Впервые я видел человека, который так тонко понимал войну. Он познакомился с нею на суше и на море, в Пинских болотах и в горах Заполярья. Он говорил о ней точно, бесстрастно, вполне откровенно.

– Жизнь стоит ровно столько, сколько она стоит в этой борьбе, – однажды сказал он мне. – Я иногда напоминаю себе об этом, когда приходится волноваться.

Он был человеком войны в полном значении этого слова. Казалось, он не желал даже и думать о том, что будет делать после победы, которой были отданы все его силы. Как-то я спросил его об этом и прибавил, что это кажется мне вполне естественным: люди, держащие в руках оружие, ежедневно, ежечасно глядящие в лицо смерти, не думают о будущем. Нет ни времени, ни охоты.

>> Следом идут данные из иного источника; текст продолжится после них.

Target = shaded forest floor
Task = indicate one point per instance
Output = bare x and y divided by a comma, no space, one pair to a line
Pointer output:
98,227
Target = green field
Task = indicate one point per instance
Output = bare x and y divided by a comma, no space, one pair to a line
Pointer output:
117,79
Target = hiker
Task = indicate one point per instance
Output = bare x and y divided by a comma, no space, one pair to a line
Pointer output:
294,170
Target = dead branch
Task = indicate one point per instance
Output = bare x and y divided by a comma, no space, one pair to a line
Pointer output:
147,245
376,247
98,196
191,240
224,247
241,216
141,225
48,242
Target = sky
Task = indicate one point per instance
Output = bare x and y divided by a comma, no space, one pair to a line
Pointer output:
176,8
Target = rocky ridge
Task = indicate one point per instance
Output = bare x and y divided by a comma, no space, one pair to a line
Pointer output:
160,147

– Вы ошибаетесь, – отвечал он. – Думают, и даже очень. Что значит будущее? У каждого свои надежды и планы. Но для всех это победа, возвращение домой, отдых, новая жизнь. Будущее будет прекрасным, – с волнением добавил он. – Не может быть иначе после всего, что испытал народ. Он знает это, и он заботится о будущем, может быть, инстинктивно. Хотите, я расскажу вам одну историю? Судите сами – прав я или нет…

Это было весной сорок второго года. Мы дрались на суше, обороняя П., старинный городок, с дикими садами, с перепутанными улочками, усыпанными в эти дни розовато-белым, нежным цветом черешни. По одной из этих улочек, Нижне-Замковой, шла линия фронта. Среди развалин древней крепости времен Стефана Батория на восточной окраине был мой КП – я командовал отрядом. И вот однажды, под утро, когда, еще не очнувшись от короткого тревожного сна, я сидел над картой, отмечая крестиками дома, из которых были выбиты немцы, ко мне привели маленького старичка в широкополой шляпе.

Седой, бледный, в длинном, засыпанном штукатуркой пальто, небритый, он произвел на меня впечатление полусумасшедшего человека. Но это было далеко не так.

Это был заведующий городским музеем в П., кстати, очень хорошим, о котором я слышал задолго до войны.

– Моя фамилия Перчихин, – сказал он, – и я являюсь потомком тех купцов Перчихиных, в древнем здании которых и основан музей.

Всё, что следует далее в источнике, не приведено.